Kitapta, zenginlik ve yoksulluğun nedenlerine dair sıralanan coğrafya, kültür ve cehalet hipotezleri ile ilgili anlatılanlar kayda değerdi. Şüphesiz bu üç unsur söz konusu zenginleşme veya yoksulluk üzerinde etkili olmuştur ama bu, o durum ve halleri değiştirilemez olduğu ve nihayetinde bir kader haline geldiği düşünce ve algısını haklı çıkarmamaktadır. “Mesela, tropiklerin ılıman bölgelerden her zaman daha fakir olageldiği doğru değildir… Kolomb’un Amerika'yı fethettiği tarihte Yengeç Dönencesinin güneyindeki ve Oğlak Dönencesinin kuzeyindeki bölgeler, yani bugün Meksika, Orta Amerika, Peru ve Bolivya'nın olduğu topraklar büyük Aztek ve İnka uygarlıklarına ev sahipliği ediyordu. Bu imparatorluklar merkezî ve karmaşık bir siyasal yapıya sahipti; yollar inşa etmiş kıtlıkla mücadele önlemleri almışlardı. Aztekler hem paraya hem de yazıya sahipti. İnkalar bu kilit teknolojilerin ikisinden de yoksun olmalarına karşın muazzam miktarda bilgiyi quipu denilen düğümlü ipliklere kaydetmişlerdi.” (s. 53)

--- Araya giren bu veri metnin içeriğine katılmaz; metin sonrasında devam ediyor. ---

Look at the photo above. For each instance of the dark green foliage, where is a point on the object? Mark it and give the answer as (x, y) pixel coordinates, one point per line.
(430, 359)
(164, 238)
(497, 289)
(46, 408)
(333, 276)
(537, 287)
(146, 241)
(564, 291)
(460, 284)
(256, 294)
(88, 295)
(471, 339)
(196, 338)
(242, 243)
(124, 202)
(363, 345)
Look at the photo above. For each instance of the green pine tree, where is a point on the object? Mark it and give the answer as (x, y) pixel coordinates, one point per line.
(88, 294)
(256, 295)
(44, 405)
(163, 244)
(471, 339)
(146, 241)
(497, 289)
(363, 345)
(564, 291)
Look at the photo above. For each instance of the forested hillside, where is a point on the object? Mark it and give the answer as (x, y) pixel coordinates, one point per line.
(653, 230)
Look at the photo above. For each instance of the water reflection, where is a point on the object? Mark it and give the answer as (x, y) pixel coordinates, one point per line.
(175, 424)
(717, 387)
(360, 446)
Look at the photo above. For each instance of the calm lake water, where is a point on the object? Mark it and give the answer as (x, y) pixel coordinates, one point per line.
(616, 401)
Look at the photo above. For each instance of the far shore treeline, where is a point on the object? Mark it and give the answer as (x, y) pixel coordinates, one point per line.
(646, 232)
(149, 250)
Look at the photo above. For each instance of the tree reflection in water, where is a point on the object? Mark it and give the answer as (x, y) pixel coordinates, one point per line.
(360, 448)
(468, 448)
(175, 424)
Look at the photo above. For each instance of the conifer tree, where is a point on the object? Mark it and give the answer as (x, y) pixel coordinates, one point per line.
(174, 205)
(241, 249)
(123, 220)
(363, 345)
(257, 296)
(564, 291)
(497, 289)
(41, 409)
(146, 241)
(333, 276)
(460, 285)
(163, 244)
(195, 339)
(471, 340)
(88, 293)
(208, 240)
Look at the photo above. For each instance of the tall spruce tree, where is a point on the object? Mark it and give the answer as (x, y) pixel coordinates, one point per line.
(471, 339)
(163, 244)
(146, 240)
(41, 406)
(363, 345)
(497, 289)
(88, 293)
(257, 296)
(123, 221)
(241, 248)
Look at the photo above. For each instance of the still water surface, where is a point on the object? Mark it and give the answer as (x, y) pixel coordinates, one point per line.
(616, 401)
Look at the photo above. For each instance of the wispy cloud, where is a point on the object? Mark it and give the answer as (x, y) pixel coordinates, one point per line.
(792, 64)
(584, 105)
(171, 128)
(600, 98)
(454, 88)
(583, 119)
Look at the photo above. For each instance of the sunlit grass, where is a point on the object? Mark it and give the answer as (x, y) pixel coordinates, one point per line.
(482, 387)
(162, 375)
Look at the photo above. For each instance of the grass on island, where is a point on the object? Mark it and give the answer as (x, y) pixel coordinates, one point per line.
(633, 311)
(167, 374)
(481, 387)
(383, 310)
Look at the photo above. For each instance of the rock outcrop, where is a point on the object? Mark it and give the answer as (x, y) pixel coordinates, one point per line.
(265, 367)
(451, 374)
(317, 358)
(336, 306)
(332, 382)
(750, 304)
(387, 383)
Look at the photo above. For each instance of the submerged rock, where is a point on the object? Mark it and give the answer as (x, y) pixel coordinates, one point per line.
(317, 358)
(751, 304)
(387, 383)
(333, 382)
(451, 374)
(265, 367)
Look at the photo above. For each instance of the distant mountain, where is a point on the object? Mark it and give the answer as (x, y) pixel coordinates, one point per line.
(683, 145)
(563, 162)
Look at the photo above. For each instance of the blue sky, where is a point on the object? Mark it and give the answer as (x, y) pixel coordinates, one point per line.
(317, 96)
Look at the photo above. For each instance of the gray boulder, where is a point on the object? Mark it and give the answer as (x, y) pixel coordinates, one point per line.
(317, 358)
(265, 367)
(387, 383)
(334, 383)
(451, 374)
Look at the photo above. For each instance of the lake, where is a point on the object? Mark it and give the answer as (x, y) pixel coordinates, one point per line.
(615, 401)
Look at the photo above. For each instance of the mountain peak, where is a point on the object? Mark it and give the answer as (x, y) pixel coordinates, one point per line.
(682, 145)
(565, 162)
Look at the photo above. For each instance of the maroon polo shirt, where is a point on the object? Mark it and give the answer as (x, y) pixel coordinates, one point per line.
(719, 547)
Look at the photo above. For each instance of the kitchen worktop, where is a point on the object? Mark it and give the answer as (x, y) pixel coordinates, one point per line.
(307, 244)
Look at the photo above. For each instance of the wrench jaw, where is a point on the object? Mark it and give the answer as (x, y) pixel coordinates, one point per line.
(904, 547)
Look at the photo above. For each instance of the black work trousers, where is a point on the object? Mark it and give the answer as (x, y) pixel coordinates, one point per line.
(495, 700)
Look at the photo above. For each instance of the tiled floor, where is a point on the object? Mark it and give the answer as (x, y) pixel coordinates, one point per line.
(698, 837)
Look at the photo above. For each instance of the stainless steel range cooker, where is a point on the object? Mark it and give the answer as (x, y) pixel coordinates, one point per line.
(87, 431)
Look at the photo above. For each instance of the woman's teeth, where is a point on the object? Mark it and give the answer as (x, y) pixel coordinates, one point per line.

İnsanlar kendi çıkarlarını önceledikleri için toplum yararına değil kendilerini, menfaat ve maslahatlarını korumak üzere “yatırım yaparlar”. İktidar-güvenlik ve demokrasi sıralaması, çatışma ve çekişmeleri hatta çelişkileri tarih boyunca sahnedeki yerini almıştır. Bunları kitabın her bölümünde görmek mümkün: Mesela Kongolular, Batı'nın saygıdeğer yeniliklerinden birini, tüfeği gayet çabuk benimsediler. Bu yeni ve güçlü aracı pazar teşviklerine karşılık vermek için, yani köle ele geçirip ihraç etmek için kullandılar. (s. 62) Tıpkı Sovyetler gibi. Sovyetlerin, çok büyük gayretler sonucunda yenilik getirmeyi sürdürebildikleri tek alan askerî teknolojiler, havacılık ve uzay teknolojileriydi. Bunun sonucunda uzaya ilk köpeği, Leika'yı ve ilk insanı, Yuri Gagarin'i göndermeyi başardılar. Dünyaya bıraktıkları miraslarından biri de AK-47'ydi yani bilinen adıyla Kalaşnikov tüfeği! (s. 123-124)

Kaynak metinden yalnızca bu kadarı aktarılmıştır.